The explain command has several modes:
explain("queryPlanner"): Shows the winning plan and why it was chosen, without executing the query.explain("executionStats"): Executes the query and shows statistics about its performance. This is what we used above.explain("allPlansExecution"): Executes the query and shows statistics for all candidate plans, not just the winning one. This is useful for understanding why a particular plan was chosen over others.
You can also use explain with update, remove, and aggregate operations. For example, to explain an update:
db.users.update({ "profile.city": "London" }, { $set: { "status": "active" } }).explain("executionStats")
Understanding the executionStages is crucial. You’ll see stages like:
COLLSCAN: Scans the entire collection. Bad for performance.IXSCAN: Scans an index. Good.FETCH: Retrieves the document after an index scan. Necessary but adds overhead.SORT: Sorts results. Can be expensive if not covered by an index.LIMIT: Limits the number of documents returned.PROJECTION: Reshapes the output document.
The winningPlan within the queryPlanner section shows the plan MongoDB chose. The rejectedPlans array shows plans that were considered but discarded. Examining these can reveal why MongoDB made a particular choice.

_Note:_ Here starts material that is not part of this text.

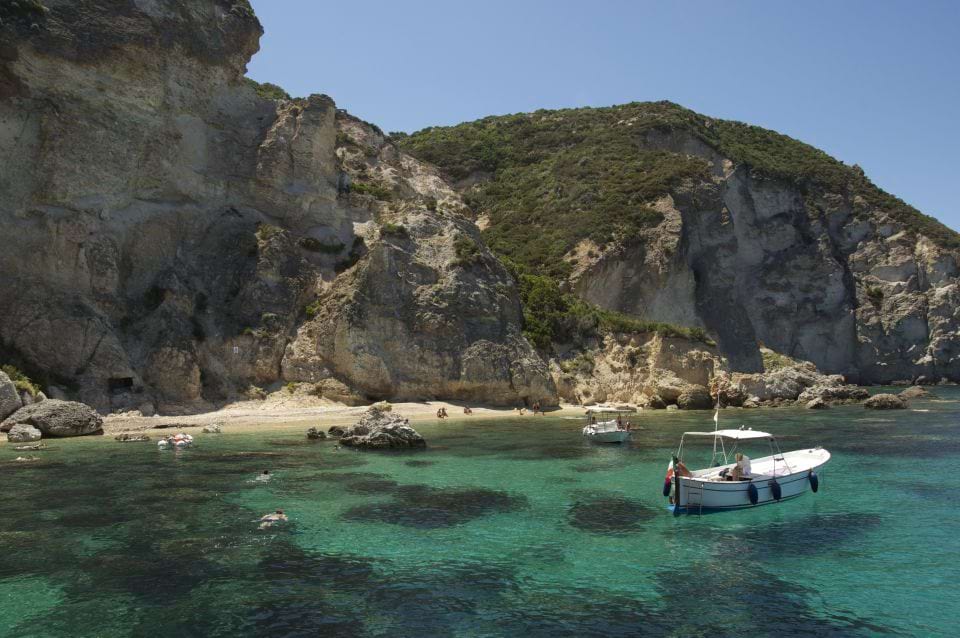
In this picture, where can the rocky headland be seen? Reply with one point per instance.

A common pitfall is assuming that just because an index exists, it will be used. MongoDB’s query optimizer has heuristics. If a query is expected to scan a large portion of an index (e.g., db.users.find({}, { "profile.city": 1 }) which might scan most of the index), or if the number of documents scanned via index is similar to a collection scan, the optimizer might opt for a COLLSCAN. This is where explain("allPlansExecution") is invaluable.
The indexBounds field in IXSCAN stages is also telling. It shows the range of index entries that were considered. For instance, [ MinKey, MaxKey ] indicates the entire index was scanned. [ "London", "London" ] indicates a very targeted scan.

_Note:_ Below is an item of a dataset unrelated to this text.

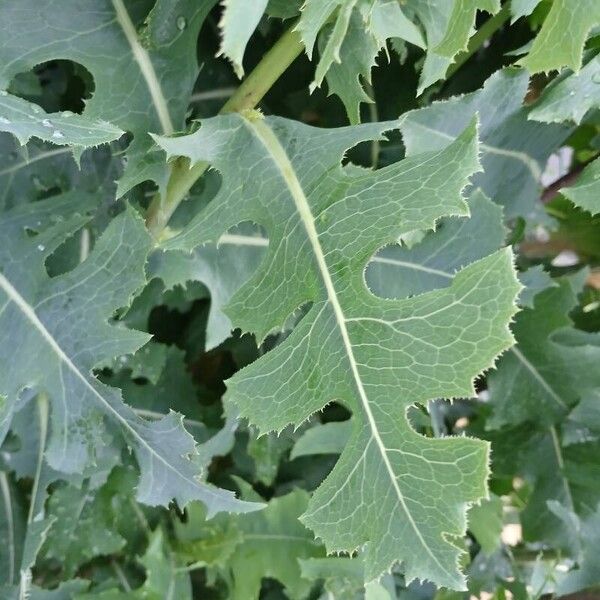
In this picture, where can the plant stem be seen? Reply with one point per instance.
(247, 96)
(485, 32)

The most counterintuitive aspect of query optimization is that sometimes MongoDB might choose a COLLSCAN over an IXSCAN if it estimates that scanning a large portion of the collection is faster than traversing a large index and then fetching documents. This often happens with very small collections or when the query is highly selective but the index is very wide and fetching documents is cheap.
The next step after optimizing individual queries is understanding compound indexes and the order of fields within them, which significantly impacts which queries can utilize them effectively.